İki askerin sıvı kaybından şehit düşmesi olası ihmalleri ve soru işaretlerini beraberinde getirdi

Hatay’da İskenderun Deniz Er Eğitim Alay Komutanlığı’nda temel askerlik eğitiminde bulunan yedi askerin yüksek ateş şikayeti ile hastaneye kaldırılması, içlerinden ikisi, Muhafız Er Hayrullah Halit Karaman (29) ve İkmal Er Semih Erdoğan’ın (29) kurtarılamaması Türkiye’nin gündemine oturdu. Milli Savunma Bakanlığı, 25 Temmuz’da yaşanan olayda askerlerin mevt nedenlerinin ‘aşırı sıvı kaybına (dehidratasyon) bağlı kandaki sodyum seviyesinin sebep olduğu çoklu organ yetmezliği’ olduğunu açıkladı. Olayla ilgili bakanlıkça idari tahkikat başlatıldı. Lakin olayın meydana geliş formuyla ilgili net açıklama yapılmazken ihmaller gündeme geldi.
BİRİ ÖNE ÇIKAN İKİ OLASILIK
Altınbaş Üniversitesi Enfeksiyon Hastalıkları Anabilim Kısmı Lideri Prof. Dr. Levent Doğancı, bakanlığın ‘sıvı kaybı’ açıklamasına bakıldığında akla birinci olarak sıcak çarpması ve besin zehirlenmesinin geldiğini söylerken, “Besin zehirlenmesi olsaydı 6-8 bireyle hudutlu kalmazdı, toplu olurdu. Bu olay sıcak çarpması üzere gözüküyor” dedi. Doğancı benzeri biçimde, askerlik çağındaki genç ve sağlıklı erişkinlerin besin zehirlenmesi ile ölme riskinin düşük olduğunu söz etti.
‘DOĞRU MÜDAHALE ÖNEMLİ’
Bu tip durumlarda hakikat tıbbi müdahalenin ehemmiyetine değinen Doğancı, “Özellikle ateş düşürücüyle tedavi edilmeye çalışılırsa karşıt tepebilir. Zira sıcak çarpmasında bireyler yüzeyden ısınır ve yüzeyden soğutmak gerekir. Buz uygulaması, klimalı ortam, soğuk serum verilebilir. Siz çabucak serum bağlayıp ateş düşürücü verirseniz bu tedavi zıt teper” kelamlarını kullandı. Doğancı, sıvı kaybı sonucu oluşan organ yetmezliğinde, kalbin kan pompalayamadığını, karaciğerin protein üretemediğini ve böbreklerin süzme sürecini gerçekleştiremediğini lisana getirdi.
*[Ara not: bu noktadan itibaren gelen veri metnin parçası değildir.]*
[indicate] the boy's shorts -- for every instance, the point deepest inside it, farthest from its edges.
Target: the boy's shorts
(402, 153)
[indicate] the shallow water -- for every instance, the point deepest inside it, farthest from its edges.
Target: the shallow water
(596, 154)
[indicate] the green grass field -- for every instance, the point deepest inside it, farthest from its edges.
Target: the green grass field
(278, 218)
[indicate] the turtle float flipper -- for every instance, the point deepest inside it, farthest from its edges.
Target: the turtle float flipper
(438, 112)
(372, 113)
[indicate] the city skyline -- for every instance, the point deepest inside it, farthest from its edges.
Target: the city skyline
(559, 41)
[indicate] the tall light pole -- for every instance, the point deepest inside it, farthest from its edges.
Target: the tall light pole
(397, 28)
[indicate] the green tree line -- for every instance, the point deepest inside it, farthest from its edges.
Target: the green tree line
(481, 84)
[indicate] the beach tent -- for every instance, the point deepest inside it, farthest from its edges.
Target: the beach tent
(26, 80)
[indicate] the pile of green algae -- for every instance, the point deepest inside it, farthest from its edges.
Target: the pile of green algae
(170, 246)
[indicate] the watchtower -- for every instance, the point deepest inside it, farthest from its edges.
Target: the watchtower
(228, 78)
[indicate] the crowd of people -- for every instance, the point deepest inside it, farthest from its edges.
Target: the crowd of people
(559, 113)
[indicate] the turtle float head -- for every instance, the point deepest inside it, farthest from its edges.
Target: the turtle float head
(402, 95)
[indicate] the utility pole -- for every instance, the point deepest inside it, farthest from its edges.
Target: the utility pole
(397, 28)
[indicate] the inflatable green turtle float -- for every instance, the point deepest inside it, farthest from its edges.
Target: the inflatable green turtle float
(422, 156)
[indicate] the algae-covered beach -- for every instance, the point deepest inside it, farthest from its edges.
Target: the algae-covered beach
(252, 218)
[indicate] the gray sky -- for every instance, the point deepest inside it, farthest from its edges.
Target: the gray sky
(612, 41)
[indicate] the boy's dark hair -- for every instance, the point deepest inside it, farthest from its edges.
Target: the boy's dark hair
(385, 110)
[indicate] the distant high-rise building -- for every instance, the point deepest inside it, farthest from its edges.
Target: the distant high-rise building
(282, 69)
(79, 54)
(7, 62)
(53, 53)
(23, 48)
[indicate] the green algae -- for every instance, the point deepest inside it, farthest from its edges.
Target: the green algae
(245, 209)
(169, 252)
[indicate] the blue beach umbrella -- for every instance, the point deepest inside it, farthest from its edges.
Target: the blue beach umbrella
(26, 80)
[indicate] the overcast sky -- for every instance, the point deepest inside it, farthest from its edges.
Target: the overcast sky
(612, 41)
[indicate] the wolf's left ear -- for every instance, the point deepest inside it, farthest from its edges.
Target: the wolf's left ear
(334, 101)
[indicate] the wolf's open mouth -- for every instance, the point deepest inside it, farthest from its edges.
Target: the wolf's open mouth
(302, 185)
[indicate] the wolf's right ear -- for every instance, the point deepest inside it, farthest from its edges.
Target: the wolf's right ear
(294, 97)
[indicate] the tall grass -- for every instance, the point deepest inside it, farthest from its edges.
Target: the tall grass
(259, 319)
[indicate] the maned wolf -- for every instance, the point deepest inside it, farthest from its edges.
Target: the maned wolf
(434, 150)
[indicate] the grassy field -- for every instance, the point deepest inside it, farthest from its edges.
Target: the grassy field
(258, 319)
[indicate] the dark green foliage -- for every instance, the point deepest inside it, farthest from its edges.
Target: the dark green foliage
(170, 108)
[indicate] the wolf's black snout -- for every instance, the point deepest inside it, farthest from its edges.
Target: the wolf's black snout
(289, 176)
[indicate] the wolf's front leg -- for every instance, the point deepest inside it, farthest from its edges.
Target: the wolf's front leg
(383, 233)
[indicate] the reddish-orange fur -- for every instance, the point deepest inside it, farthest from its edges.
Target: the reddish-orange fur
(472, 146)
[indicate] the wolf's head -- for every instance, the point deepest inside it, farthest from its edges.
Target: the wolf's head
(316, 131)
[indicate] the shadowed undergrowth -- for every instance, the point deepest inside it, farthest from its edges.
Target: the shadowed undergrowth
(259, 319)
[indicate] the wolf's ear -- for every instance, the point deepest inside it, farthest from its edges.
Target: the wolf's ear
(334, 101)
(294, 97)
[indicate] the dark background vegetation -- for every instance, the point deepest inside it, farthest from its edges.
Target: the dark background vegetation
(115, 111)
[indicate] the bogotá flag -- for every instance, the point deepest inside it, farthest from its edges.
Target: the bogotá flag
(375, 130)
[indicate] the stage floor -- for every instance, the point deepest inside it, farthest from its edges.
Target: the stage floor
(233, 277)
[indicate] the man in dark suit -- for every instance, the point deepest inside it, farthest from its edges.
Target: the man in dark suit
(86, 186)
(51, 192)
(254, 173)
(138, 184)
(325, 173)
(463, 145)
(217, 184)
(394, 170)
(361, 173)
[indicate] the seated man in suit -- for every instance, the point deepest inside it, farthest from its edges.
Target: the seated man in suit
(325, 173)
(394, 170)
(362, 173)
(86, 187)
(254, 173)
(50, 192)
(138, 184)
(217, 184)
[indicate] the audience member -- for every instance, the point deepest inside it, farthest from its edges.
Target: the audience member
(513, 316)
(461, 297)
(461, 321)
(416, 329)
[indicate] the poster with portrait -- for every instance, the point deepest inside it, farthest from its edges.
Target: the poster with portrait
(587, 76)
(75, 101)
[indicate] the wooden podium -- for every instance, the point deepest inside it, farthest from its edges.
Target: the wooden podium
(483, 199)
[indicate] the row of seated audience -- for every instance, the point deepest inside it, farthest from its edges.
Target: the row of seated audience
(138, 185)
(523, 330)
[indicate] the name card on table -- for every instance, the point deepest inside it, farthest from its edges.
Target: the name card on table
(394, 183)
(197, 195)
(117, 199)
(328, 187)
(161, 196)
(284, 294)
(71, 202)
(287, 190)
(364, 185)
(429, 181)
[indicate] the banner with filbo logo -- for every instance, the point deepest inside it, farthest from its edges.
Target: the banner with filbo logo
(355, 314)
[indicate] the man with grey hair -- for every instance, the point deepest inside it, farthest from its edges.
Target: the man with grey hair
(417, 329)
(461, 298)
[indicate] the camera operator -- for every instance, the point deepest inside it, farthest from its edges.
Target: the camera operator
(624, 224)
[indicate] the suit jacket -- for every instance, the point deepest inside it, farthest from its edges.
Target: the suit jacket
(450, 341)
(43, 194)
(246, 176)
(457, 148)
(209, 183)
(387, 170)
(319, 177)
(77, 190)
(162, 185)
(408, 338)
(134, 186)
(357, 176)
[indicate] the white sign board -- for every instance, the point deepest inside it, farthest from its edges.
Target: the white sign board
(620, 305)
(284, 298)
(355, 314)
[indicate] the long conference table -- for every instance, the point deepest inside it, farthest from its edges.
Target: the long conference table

‘ESKİDEN ORADA HASTANE VARDI’
Doğru müdahalenin erken yapılması gerektiğini de belirten Doğancı, “İskenderun’daki er eğitim alayının çabucak yanında, 15 metre ara vardır, İskenderun 200 yataklı deniz hastanesi vardı. Ben de orada misyon yapmıştım. 1990’ların başında misal bir olay yaşanmıştı. Bütün bölük hastaneye gelmişti. Erken müdahale ile pek çok kişinin hayatını kurtartmıştık. Sırf bir askeri kaybetmiştik” diye konuştu.
‘ÖĞLEN EĞİTİM OLMAMALI’
Prof. Dr. Doğancı bunların yanında bu tip olayların yaşanmaması için öğlen saatlerinde eğitim yapılmaması gerektiğini söz etti. Futbol maçlarında verilen su molalarını hatırlatan Doğancı, “Sıcak havalarda sık sık orta verilip soğuk su desteği yapılması gerekir. Askerleri serinletmek gerekir” dedi.
EMEKLİ ASKERLERDEN TEPKİ
Emekli Kurmay Albay Mustafa Önsel, toplumsal medya hesabından, “Bu kaçıncı? 27 yıl ülkemizin pek çok yerinde misyon yaptım. Gittiğim yerlerin bir kısmında elektrik dahi yoktu! Bu cins bir olayla karşılaşmadım.
Duymadım da… Kolay ölümlerin olduğu üçüncü dünya ülkesi olduk! Hâlâ en emniyetli kurum özelliği taşıyan TSK’de bile durum bu!” yansısını gösterdi. Emekli Kurmay Yarbay Hakan Şahin ise, “Dağ başından değil, helikopterle ulaşılan bir üs bölgesinden değil, deniz kıyısından, İskenderun’un göbeğinden veriyor MSB iki askerin susuluktan mevt haberini. Sakince veriyor” dedi.